Frequently asked questions

Is the AI RMF mandatory?

The framework itself is voluntary. The artifacts it asks for align with mandatory regimes (EU AI Act, ISO 42001, sector-specific rules). Most large enterprises that have not adopted the AI RMF still produce equivalent artifacts under other regimes.

What is the right size of risk committee?

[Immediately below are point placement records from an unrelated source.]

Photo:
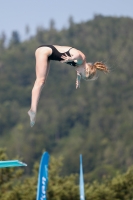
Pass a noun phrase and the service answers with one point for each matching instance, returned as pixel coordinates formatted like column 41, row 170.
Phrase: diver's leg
column 42, row 68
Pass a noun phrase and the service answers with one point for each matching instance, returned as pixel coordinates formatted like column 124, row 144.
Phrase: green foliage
column 95, row 120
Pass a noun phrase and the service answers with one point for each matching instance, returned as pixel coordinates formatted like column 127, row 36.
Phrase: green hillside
column 95, row 120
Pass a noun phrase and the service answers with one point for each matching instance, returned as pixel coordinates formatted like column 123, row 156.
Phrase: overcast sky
column 17, row 14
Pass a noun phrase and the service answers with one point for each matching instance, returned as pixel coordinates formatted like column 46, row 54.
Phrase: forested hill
column 95, row 120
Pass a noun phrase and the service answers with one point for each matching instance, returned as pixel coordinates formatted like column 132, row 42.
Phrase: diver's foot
column 32, row 115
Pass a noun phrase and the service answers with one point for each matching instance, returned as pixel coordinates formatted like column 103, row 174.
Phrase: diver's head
column 88, row 70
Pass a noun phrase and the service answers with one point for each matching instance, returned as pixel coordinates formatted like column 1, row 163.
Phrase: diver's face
column 81, row 70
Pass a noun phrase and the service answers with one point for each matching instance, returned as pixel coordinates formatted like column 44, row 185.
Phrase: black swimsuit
column 56, row 55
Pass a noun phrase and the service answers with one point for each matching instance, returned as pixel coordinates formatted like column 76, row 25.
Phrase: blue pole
column 11, row 163
column 82, row 196
column 43, row 177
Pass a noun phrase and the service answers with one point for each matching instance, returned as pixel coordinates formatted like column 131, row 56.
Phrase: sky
column 15, row 15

Small enough to make decisions, large enough to cover the perspectives. A cross-functional group of five to nine, with named decision authority, meets the test.

How often should the inventory be refreshed?

Continuously, if the source is an operational layer. Quarterly at minimum if the source is manual. The inventory should never be more than one quarter stale.

Does the framework apply to internal-use AI like coding assistants?

Yes, in proportion to the risk. A coding assistant used by engineers on internal repositories sits at a lower risk tier than a customer-facing decision system but is in scope.

How does the AI RMF relate to ISO 42001?

ISO 42001 is a certifiable management system standard. The AI RMF is a framework. The two align on most of the same artifacts. An organization can implement the AI RMF as the substrate for ISO 42001 certification.